The plan is to figure out where we want to live and buy something in a non-inflated market. If we can’t find anything that makes financial sense to buy in the Los Angeles market close enough to our jobs, we plan to buy something in a market that does make sense as an investment. We just need time to analyze investment opportunities in other states or areas of California. We need to get a better return on our $150,000 in cash savings.
– How often do you talk about finances now?
Other than talking about buying real estate somewhere, and saving for a first home or investment, not all that much. For now, it’s save, save, save, and live as reasonably as possible within our means. That is our number one goal… and to continue to kick ass at work to expedite the process.
– Do you still keep separate accounts?
Not by choice, we still have a few old ones open, but what we actually use day in and day out are all 100 percent combined/shared accounts. All expenses are put on rewards credit cards and we pay bills out of joint checking.
– You often hear that your generation feels entitled. Even though you have a good paying job now, would you consider taking a second job to help you meet your goals faster?
If I could find a second job that would pay me at least 75 percent of what I currently get paid on average for an hour, yes, it would be worth it to me.
For example, real estate deals on the side or private CPA work on weekends/night would be ideal, but I haven’t found good opportunities yet. Working at retail for the holidays would not be worth the extra cash.
– In marriage, what has been the biggest sacrifice you’ve had to make? What was the hardest thing you had to give up to save money?
My free time. I used to have way more free time to do whatever I wanted (pursuing some hobbies that my friends probably think are ridiculous and obsessive). Living under the same roof as someone else who also has her own hobbies and things they like to do, while also spending time together. It is tough to find a balance. Working crazy, exhausting hours exasperates this problem. My wife also sacrifices for me, so it all balances out and has been a good maturing and learning process.

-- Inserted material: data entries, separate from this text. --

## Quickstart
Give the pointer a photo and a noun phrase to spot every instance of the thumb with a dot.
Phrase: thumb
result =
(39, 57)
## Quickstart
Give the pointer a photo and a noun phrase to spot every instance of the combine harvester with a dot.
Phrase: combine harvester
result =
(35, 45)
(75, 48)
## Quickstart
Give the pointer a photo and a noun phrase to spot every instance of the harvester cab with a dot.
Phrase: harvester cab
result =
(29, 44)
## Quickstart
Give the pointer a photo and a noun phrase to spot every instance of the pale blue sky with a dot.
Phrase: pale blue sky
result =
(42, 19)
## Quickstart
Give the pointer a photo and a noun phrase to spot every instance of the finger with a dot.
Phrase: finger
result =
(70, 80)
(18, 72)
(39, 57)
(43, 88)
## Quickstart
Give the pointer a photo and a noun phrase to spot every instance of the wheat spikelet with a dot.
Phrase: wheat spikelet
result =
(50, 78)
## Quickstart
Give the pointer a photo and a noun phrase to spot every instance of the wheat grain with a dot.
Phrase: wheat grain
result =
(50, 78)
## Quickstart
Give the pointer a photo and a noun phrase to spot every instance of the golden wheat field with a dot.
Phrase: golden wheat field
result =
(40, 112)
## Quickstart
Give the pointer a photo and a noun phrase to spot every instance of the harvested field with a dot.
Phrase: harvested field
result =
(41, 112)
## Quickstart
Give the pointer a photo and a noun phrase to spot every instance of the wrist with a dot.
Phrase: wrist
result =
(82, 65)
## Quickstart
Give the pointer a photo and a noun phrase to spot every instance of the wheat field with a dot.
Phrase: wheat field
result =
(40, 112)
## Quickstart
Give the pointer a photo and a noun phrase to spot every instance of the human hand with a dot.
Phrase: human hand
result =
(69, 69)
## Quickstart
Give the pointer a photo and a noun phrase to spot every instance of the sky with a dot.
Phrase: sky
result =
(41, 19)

As for big financial sacrifices, thankfully, we haven’t really forced ourselves to give up any expense of major significance… just small things here and there to watch every dollar that goes out. But actually, since we have been merging lives officially the past year, lots of additional expenses like new furniture, new pets, etc., have probably caused us to save less money in the first year. But part of having a dual income with no kids is that you don’t feel like you have to save as much as you should, although we still feel like we are pretty frugal compared to most.